Worker well-being counts here, too. Continuous training sessions focus on safe chemical handling and PPE use, reinforced by periodic outside audits. We listen carefully to feedback from our frontline operators, who often spot small issues long before management or outside technical teams notice. Their firsthand experience regularly leads us to practical improvements.
To stay ahead in aminophenol manufacturing, it takes steady investment—not just in reactors and lab equipment, but in people, training, and supply security. We've fostered close supplier relationships to avoid shortages, and our dual-sourcing of key reactants has kept us resilient during world events that would otherwise disrupt supply. Raw material quality is verified upon arrival by multiple checks—identity, purity, trace metals—which directly influences the final product performance.

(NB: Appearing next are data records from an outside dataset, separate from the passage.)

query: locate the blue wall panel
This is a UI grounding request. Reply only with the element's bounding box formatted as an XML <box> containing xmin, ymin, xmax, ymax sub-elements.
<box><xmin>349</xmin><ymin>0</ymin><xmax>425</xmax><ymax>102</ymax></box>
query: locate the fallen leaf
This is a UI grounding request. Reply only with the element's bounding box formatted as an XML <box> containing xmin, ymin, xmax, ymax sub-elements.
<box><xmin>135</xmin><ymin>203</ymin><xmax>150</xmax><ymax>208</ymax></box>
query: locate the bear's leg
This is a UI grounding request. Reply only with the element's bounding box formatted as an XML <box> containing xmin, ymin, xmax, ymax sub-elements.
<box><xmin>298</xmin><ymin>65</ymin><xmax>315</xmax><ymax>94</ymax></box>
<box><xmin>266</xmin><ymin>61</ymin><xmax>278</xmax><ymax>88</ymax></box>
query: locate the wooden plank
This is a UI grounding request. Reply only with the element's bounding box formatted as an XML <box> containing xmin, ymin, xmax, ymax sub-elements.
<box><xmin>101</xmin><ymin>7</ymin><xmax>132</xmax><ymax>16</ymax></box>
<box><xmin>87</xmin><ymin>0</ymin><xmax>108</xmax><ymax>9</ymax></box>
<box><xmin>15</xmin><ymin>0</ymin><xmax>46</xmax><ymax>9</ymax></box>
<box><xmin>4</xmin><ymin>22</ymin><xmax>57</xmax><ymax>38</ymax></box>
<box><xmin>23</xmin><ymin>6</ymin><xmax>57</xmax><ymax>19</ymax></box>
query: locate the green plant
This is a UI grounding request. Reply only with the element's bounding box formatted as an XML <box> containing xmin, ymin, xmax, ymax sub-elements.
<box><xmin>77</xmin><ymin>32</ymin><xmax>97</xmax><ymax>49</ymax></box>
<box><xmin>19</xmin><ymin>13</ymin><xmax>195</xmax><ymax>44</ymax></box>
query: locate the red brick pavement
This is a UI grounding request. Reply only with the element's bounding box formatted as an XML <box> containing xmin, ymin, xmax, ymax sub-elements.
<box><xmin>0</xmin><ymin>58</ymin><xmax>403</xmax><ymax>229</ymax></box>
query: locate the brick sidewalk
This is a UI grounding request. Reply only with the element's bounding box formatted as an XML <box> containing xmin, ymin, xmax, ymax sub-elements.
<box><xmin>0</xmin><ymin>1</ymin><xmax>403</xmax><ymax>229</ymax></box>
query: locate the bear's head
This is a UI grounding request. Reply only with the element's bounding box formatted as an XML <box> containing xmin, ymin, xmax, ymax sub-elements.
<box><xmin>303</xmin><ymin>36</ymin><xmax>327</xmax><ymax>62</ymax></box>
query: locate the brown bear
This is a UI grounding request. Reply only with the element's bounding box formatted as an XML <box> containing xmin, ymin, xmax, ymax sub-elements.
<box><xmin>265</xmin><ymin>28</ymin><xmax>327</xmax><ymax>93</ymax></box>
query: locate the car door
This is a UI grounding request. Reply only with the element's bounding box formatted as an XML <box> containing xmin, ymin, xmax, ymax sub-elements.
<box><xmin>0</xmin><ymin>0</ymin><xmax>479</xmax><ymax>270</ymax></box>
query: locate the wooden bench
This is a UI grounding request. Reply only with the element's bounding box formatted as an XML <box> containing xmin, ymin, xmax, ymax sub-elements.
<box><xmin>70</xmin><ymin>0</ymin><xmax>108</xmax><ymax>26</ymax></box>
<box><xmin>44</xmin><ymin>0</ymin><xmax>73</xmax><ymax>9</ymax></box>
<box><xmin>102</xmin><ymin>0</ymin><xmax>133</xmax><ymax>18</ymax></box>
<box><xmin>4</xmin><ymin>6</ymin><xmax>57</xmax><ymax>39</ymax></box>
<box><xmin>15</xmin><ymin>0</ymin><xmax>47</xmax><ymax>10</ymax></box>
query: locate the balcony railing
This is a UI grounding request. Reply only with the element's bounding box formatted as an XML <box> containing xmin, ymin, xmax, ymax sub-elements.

Recently, we invested in a new crystallization line designed to deliver improved particle uniformity and allow flexible switching based on end-use requirements. Older lines were not as agile, limiting tailored offerings. This upgrade arose directly from feedback out of Germany and Japan—two regions where performance expectations never stand still. The project was costly and disruptive in the short run, but it resulted in shorter lead times and more consistent output, making us more competitive and earning new business in higher-tier markets.
Our analytical team is trained in regulatory methodologies, including all relevant pharmacopeia and global standards, to ensure cross-border shipment never gets held up for missing paperwork. This readiness is critical for customers who work in regulated industries and cannot afford any uncertainty. Whenever partners face technical or regulatory questions, our team supports adaptation and finds rapid solutions, using direct manufacturing experience as the guide.
We see long-term shifts ahead. Demand grows for greener chemistries, with renewed interest from specialty dye and pharmaceutical sectors on supply chain transparency. Customers now ask about product carbon footprint, energy use, and sustainable packaging options, not just price or lead time. Answering these expectations, we have launched initiatives—low-odor, solvent-minimized grades and recycled-content drums—which underscore our willingness to listen and adapt. Our ongoing R&D explores catalysts and solvent systems that reduce both environmental impact and processing cost, pushing us closer to a new standard in bulk chemical manufacturing.
No two p-aminophenol applications run quite the same. Over the past twenty years, we have learned that working alongside customers—sharing both technology wins and occasional setbacks—maps a better path to steady improvement. Our focus has always remained close to the ground: keeping product quality real, supporting technical needs as they arise, and taking full responsibility where things must improve. In every initiative, from advanced purification to waste stream minimization, our guiding measure comes straight from experience: only what works in the hands of actual practitioners counts as progress.
To anyone using p-aminophenol as a foundation for pharmaceuticals, dyes, or fine chemicals, consistent quality means stable supply, less rework, and a safer path to scale-up. That’s where we put our effort, drawing from our own hard lessons. Each drum shipped reflects our long-running commitment both to the chemical and to those building the next breakthrough with it.